Film, 3:25 mins, 16:9
This film1 invites the viewer to contemplate the tension between our physical lives and our online lives - on our ever-present mobile phones.
    It is a mashup of original and found footage, graphic flash cards and zombie film clips, combined with a digital narration of my adapted extract from Georges Perec’s The Street2. This is the script:

Observe the street, from time to time, with some concern for system perhaps./
Apply yourself. Take your time./
Note down the place, the time, the date, the weather. Note down what you can see. Anything worthy of note going on. Do you know how to see what’s worthy of note? Is there anything that strikes you?/
Nothing strikes you. You don’t know how to see./
You must set about it more slowly, almost stupidly. Force yourself to write down what is of no interest, what is most obvious, most common, most colourless./
The street: try to describe the street, what it’s made of, what it’s used for. The people in the street. The cars. The buildings. The shops. The cafés. Make an effort to exhaust the subject, even if that seems grotesque, or pointless, or stupid. You still haven’t looked at anything, you’ve merely picked out what you’ve long ago picked out./
Force yourself to see more flatly./
Detect a rhythm: the passing of cars. Count the cars. Look at the number plates./ 
Read what’s written in the street: newspaper kiosks, posters, traffic signs, graffiti, discarded handouts, shop signs./
Decipher a bit of the town. Its circuits: why do buses go from this place to that? Who chooses the routes, and by what criteria?/
The people in the streets: where are they coming from? Where are they going to? Who are they?/
People in a hurry. People going slowly. Parcels. Prudent people who’ve taken their macs. Dogs: they’re the only animal to be seen. You can’t see any birds – yet you know there are birds -  and can’t hear them either.

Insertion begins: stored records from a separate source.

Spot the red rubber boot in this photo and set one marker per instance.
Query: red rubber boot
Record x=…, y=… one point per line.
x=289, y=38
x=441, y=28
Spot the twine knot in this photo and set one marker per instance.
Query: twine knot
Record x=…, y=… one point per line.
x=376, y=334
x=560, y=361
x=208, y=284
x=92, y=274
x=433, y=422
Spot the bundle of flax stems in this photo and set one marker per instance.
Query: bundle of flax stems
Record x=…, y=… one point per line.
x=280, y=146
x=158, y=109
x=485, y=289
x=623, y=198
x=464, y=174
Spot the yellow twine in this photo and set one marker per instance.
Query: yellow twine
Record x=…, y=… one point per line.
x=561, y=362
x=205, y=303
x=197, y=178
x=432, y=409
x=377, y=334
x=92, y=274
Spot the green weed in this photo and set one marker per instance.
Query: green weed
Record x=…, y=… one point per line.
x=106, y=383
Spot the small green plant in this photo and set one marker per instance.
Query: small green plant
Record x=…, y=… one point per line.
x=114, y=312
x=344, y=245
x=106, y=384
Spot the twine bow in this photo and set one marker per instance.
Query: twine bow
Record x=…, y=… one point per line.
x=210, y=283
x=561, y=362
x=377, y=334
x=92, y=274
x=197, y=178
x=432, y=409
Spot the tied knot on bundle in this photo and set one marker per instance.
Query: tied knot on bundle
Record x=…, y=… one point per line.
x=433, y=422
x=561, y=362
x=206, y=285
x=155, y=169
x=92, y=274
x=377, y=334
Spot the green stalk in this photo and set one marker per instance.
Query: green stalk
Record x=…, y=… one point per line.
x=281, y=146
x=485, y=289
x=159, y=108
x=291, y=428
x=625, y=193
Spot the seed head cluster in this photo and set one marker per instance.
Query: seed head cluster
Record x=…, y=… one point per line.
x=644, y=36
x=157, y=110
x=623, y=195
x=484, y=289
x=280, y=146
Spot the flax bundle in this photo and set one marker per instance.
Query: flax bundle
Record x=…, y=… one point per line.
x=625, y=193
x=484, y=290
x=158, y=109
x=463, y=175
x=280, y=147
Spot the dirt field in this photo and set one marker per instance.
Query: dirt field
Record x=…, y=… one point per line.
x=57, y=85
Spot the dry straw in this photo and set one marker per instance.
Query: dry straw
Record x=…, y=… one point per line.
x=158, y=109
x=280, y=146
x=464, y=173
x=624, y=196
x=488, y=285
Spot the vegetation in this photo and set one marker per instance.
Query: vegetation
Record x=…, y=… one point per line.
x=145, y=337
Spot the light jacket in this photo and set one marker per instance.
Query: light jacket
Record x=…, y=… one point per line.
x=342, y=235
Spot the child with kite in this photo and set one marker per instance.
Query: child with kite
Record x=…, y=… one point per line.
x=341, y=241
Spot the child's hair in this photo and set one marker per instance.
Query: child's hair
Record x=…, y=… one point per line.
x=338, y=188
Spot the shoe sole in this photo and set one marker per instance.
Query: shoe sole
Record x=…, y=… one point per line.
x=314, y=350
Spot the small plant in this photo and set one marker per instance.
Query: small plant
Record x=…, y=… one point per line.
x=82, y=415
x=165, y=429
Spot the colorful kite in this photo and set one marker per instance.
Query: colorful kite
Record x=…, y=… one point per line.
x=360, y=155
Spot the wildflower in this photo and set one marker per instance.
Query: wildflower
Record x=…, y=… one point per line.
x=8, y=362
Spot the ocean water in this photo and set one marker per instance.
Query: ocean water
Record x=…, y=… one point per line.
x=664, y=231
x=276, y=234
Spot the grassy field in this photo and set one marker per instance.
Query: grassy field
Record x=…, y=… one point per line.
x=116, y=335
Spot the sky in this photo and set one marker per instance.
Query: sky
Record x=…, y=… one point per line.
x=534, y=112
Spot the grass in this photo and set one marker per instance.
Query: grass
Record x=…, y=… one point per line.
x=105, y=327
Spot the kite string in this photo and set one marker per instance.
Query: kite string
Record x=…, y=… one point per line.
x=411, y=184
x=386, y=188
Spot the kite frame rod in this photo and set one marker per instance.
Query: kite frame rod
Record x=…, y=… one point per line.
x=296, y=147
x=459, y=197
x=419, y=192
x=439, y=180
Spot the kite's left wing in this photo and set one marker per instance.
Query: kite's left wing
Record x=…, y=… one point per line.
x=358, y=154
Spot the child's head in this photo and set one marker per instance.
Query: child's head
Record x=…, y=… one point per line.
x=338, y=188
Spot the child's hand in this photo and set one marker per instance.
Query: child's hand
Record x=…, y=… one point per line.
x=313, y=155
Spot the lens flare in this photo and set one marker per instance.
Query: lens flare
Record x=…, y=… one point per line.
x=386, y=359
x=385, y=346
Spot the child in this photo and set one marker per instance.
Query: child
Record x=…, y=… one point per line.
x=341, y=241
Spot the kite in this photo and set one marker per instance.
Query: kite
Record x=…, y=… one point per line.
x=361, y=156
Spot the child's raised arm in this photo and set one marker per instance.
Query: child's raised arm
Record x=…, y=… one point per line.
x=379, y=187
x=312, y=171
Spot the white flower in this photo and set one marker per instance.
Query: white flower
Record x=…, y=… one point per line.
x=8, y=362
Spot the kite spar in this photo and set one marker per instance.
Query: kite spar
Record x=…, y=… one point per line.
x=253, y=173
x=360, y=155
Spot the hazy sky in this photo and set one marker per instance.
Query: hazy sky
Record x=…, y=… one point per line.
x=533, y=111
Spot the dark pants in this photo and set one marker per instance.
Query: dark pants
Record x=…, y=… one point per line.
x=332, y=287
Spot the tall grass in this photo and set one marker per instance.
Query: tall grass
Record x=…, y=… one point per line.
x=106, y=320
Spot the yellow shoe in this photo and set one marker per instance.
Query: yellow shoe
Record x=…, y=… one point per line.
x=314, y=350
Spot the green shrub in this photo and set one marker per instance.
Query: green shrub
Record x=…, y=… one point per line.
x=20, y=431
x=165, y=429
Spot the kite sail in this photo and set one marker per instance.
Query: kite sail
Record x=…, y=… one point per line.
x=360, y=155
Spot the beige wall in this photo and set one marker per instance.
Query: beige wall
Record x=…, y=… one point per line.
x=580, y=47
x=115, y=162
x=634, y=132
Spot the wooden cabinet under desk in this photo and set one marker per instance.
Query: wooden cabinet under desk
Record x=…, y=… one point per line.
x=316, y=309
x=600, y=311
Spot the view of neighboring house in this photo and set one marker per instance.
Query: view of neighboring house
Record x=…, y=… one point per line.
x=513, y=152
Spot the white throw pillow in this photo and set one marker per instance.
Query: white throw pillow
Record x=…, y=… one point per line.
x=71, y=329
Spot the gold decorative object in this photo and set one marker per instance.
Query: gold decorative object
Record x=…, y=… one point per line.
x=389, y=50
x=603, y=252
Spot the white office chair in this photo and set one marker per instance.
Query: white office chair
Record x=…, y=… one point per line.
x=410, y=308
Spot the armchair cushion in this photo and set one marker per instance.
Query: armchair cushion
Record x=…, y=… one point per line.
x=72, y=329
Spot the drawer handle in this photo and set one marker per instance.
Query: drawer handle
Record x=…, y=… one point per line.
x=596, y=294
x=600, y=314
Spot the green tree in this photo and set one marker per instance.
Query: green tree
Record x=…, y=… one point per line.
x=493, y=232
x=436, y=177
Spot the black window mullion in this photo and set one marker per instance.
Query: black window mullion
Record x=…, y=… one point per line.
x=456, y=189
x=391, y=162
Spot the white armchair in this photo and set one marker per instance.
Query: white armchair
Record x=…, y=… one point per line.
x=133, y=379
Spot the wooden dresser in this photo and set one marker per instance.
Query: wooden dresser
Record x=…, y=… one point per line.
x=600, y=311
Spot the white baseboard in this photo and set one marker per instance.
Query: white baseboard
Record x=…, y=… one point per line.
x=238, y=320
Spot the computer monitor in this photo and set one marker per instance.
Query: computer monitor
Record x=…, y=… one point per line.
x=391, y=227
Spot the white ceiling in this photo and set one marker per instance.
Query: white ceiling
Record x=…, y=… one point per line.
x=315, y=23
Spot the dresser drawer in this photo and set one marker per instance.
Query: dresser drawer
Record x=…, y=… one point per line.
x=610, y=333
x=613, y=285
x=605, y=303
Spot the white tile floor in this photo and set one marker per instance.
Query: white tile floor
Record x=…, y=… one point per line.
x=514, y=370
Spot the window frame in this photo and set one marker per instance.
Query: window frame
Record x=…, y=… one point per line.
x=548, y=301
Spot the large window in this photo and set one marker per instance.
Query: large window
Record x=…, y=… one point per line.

You might see a cat slip underneath a car, but it doesn’t happen./
Nothing is happening, in fact./
Time passes./ 
Carry on./
Until the scene becomes improbable./
Until you have the impression, for the briefest of moments, that you are in a strange town or, better still, until you can no longer understand what is happening or what is not happening, until the whole place becomes strange, and you no longer even know that this is what is called a town, a street, buildings, pavements.../



1 All found footage is credited at the end of the film.
2 Perec, G. ([1974]1999) ‘The Street’ from ‘Species of Spaces’ in Species of Spaces and Other Pieces. London, UK: Penguin.